Low pressure transmitters are naturally very sensitive instruments and there are several factors that need to be considered before installing one. Low pressure transmitters may look robust on the outside with its high IP rated stainless steel case just like any other pressure transmitter, but inside these transmitters is a very thin diaphragm which is highly sensitive to any kind of mechanical or acceleration stress.

There are a variety of differing technologies out there when it comes to low pressure sensing such as variable capacitance, strain gauges and variable inductance. All of these technologies have a reliance on a diaphragm to collect a force and convert it into a form of electrical signal. For the transmitter to measure small pressure changes the diaphragm has to have a surface area ratio low enough to provide sufficient flexibility which can allow an electrical signal to be measured.

Low Pressure Transmitters are More Vulnerable

Thin diaphragms have lower natural resonant frequencies than thicker diaphragms. This means that low pressure transmitters are much more vulnerable to shocks and vibrations, this in turn can cause large zero shifts in the electrical signal. This can effect the calibration of the transmitter and in the most extreme of cases the diaphragm could be destroyed by a sudden shock. In general however nearly all pressure transmitters are robust enough to be used in most applications. Instead it is the effects on the performance of accuracy measurement that is a bigger concern.
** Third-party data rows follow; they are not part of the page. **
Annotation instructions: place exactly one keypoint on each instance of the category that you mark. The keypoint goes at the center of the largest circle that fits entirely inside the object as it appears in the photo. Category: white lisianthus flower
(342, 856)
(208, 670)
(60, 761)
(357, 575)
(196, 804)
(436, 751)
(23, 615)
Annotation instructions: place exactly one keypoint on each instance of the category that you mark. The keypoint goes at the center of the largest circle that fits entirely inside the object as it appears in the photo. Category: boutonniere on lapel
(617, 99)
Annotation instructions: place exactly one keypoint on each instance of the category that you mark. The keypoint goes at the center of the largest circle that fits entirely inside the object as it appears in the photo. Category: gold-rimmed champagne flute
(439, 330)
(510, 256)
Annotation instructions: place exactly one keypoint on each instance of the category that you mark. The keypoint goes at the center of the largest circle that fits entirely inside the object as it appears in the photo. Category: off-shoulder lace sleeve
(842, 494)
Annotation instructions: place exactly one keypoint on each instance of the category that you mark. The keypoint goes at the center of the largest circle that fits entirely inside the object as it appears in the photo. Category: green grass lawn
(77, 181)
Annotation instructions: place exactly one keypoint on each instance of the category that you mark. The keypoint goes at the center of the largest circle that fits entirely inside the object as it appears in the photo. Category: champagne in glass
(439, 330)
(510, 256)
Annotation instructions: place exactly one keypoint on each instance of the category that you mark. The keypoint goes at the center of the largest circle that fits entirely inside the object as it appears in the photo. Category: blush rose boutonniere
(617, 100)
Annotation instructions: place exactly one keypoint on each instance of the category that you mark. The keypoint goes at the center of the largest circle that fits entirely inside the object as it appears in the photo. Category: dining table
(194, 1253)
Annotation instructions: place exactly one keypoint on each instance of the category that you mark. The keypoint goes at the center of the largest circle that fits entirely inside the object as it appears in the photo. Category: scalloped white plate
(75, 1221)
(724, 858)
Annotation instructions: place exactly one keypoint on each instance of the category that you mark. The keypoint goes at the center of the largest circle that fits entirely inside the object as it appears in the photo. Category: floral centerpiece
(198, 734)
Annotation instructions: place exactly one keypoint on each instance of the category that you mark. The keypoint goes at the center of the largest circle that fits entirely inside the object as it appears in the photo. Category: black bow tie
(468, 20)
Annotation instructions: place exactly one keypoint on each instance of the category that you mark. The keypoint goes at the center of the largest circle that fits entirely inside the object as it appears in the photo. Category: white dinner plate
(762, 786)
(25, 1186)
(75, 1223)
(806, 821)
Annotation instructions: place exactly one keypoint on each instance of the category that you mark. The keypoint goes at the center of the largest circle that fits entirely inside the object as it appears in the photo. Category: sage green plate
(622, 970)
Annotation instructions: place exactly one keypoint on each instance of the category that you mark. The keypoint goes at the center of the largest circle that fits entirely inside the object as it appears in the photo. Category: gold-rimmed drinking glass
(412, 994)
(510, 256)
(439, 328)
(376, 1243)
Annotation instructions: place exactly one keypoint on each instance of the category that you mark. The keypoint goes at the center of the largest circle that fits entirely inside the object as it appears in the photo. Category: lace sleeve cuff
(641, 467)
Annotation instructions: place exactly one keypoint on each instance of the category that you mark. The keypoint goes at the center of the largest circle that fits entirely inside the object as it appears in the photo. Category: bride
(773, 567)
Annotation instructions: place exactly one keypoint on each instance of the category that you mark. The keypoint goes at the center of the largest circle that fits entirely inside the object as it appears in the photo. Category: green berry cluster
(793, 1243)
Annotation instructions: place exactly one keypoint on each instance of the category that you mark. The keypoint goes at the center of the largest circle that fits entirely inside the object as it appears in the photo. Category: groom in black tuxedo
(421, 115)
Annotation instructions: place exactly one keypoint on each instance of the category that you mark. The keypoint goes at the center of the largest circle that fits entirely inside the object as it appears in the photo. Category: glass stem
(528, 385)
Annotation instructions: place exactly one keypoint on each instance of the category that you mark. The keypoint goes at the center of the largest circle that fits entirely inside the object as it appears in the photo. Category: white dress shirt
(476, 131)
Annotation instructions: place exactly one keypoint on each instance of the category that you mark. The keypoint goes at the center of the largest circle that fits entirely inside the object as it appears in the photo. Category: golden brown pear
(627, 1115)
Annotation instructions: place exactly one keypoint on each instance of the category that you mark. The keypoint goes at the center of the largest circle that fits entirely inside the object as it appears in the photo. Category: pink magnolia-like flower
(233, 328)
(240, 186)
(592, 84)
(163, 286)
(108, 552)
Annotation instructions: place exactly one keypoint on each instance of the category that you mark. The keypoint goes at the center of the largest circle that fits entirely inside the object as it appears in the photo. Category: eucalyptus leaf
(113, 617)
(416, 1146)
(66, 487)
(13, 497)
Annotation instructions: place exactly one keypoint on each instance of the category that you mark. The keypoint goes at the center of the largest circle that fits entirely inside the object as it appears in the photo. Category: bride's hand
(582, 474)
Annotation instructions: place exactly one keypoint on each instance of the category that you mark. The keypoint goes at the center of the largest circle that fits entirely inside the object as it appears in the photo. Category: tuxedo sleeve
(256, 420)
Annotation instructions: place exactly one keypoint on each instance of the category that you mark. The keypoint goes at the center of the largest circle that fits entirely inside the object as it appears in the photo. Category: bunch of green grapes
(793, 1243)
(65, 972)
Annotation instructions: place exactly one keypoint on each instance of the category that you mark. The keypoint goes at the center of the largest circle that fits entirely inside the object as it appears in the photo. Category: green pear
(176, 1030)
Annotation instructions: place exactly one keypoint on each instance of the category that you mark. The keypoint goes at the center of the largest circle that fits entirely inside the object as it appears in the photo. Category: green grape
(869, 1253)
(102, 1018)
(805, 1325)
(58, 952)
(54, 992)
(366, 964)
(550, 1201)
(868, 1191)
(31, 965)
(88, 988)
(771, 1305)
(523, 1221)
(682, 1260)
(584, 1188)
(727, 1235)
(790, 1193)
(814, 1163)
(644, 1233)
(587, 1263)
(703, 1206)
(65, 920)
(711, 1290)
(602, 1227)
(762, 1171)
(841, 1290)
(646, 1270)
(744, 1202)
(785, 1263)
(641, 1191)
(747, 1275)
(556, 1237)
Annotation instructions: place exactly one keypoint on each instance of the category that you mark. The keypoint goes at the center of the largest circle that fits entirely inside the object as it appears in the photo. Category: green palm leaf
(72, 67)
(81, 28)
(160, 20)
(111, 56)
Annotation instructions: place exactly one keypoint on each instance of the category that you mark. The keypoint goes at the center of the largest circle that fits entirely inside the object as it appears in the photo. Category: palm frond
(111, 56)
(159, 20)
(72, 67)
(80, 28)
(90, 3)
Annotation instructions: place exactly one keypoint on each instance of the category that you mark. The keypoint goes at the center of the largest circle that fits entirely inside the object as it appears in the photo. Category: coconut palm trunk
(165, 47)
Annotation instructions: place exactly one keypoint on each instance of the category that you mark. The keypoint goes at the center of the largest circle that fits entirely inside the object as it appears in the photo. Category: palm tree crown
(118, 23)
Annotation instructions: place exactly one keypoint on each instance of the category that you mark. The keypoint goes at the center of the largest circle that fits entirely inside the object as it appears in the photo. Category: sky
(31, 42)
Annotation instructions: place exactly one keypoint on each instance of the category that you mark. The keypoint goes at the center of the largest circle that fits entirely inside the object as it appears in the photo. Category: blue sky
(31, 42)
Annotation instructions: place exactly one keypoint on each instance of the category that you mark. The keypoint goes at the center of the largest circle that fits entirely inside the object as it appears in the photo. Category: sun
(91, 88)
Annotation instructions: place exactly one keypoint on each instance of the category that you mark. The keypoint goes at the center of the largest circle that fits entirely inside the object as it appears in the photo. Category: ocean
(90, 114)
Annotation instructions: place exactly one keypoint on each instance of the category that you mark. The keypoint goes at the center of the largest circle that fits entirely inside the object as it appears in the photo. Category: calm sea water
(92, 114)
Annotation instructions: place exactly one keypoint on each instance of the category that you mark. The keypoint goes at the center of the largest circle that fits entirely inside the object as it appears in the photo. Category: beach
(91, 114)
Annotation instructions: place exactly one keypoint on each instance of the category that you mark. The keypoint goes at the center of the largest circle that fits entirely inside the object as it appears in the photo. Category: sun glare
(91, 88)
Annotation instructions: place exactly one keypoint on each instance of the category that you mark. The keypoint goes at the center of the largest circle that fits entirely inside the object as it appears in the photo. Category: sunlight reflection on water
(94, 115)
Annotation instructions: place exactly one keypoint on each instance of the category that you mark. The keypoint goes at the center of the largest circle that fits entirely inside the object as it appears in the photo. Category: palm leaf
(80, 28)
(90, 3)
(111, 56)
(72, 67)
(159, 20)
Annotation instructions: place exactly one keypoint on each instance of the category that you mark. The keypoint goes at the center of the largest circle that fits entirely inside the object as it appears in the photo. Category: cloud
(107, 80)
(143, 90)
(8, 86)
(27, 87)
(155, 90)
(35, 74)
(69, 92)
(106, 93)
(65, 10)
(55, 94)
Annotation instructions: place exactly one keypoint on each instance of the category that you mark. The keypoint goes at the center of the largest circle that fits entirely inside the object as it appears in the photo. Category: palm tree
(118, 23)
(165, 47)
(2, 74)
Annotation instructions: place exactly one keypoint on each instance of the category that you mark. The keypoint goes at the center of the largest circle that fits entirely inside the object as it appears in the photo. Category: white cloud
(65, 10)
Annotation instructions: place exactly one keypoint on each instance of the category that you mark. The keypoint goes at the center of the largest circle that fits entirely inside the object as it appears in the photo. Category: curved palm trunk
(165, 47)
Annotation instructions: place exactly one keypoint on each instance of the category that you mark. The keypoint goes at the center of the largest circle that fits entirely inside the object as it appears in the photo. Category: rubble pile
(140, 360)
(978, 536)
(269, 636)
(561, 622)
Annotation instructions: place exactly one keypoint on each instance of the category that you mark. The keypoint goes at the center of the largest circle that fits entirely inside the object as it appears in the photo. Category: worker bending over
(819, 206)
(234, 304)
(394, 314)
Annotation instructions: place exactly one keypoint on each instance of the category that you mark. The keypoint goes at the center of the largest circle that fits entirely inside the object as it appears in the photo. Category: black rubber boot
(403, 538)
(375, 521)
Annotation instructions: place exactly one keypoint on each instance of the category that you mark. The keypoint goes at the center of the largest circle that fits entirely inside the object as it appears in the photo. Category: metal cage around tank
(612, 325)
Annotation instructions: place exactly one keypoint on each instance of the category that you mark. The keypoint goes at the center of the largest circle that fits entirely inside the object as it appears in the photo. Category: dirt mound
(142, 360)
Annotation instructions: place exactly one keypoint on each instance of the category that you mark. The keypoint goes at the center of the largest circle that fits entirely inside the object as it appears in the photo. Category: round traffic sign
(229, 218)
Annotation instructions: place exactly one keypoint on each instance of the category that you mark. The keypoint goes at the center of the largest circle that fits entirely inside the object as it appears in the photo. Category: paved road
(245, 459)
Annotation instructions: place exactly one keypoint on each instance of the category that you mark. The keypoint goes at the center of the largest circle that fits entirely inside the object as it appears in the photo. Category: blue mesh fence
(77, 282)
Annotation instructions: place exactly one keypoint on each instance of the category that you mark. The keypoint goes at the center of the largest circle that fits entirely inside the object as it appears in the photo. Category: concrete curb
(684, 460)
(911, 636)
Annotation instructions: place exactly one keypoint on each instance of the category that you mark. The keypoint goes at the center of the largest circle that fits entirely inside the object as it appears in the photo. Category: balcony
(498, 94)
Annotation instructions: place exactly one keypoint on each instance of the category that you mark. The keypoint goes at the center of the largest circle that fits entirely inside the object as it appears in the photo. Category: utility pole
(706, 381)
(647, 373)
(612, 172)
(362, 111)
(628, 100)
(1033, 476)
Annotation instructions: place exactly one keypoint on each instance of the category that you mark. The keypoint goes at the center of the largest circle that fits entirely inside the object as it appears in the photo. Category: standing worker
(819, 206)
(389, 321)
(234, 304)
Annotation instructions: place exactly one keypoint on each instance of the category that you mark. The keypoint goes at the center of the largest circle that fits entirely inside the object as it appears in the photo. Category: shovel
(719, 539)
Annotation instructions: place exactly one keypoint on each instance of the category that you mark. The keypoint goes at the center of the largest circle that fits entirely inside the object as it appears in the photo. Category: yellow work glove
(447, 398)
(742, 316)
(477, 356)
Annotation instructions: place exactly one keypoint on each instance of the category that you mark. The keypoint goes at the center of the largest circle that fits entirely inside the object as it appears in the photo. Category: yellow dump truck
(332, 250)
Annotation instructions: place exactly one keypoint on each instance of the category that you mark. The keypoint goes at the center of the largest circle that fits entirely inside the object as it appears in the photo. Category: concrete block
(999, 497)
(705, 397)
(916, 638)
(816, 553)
There is one acceleration effect which is present in every installation. This effect is gravity. Think about a thin and large diameter diaphragm which has been orientated to a horizontal plane. The diaphragm will sag downwards slightly due to the effects of gravity acting on its own weight. If you flip the diaphragm the other side will start to sag. If you are monitoring the output signal you would notice a positive and negative change in the zero pressure output. This is called the ?g? effect. Because of this ?g? effect care needs to be taken that the low pressure transmitter is installed at the same orientation that it was originally calibrated. If this is impossible to achieve then adjustments need to be made to the transmitter or the measurement instrumentation to nullify the zero offset.

Any sort of external mechanical stress can be detected by low pressure transmitters if it is closely coupled with surrounding components. As an example, if the diaphragm is positioned close to a pressure connector there could be some coupling of material stresses when tightening during the installation. This will show up as a zero offset on the output signal. You can reduce this stress by choosing a pressure transmitter which has a sensing diaphragm that is isolated from any pressure connector ports. This can help to ensure that during installation none of the stresses can be applied, thus a calibration shift will not occur.

Most pressure transmitters have thermal compensation circuitry to help remove a considerable portion of errors caused by thermal expansion of the sensing components. These temperature effects are exaggerated on low pressure transmitters because of the highly sensitive diaphragm. Low pressure transmitters should be installed in locations where the temperature is constant or somewhere close to room temperature. If this is not possible then you can install a short length of dead ended pipe to provide a ?stand off? for the transmitter. This means that the media inside the pipe can be allowed to cool in temperature before reaching the transmitter.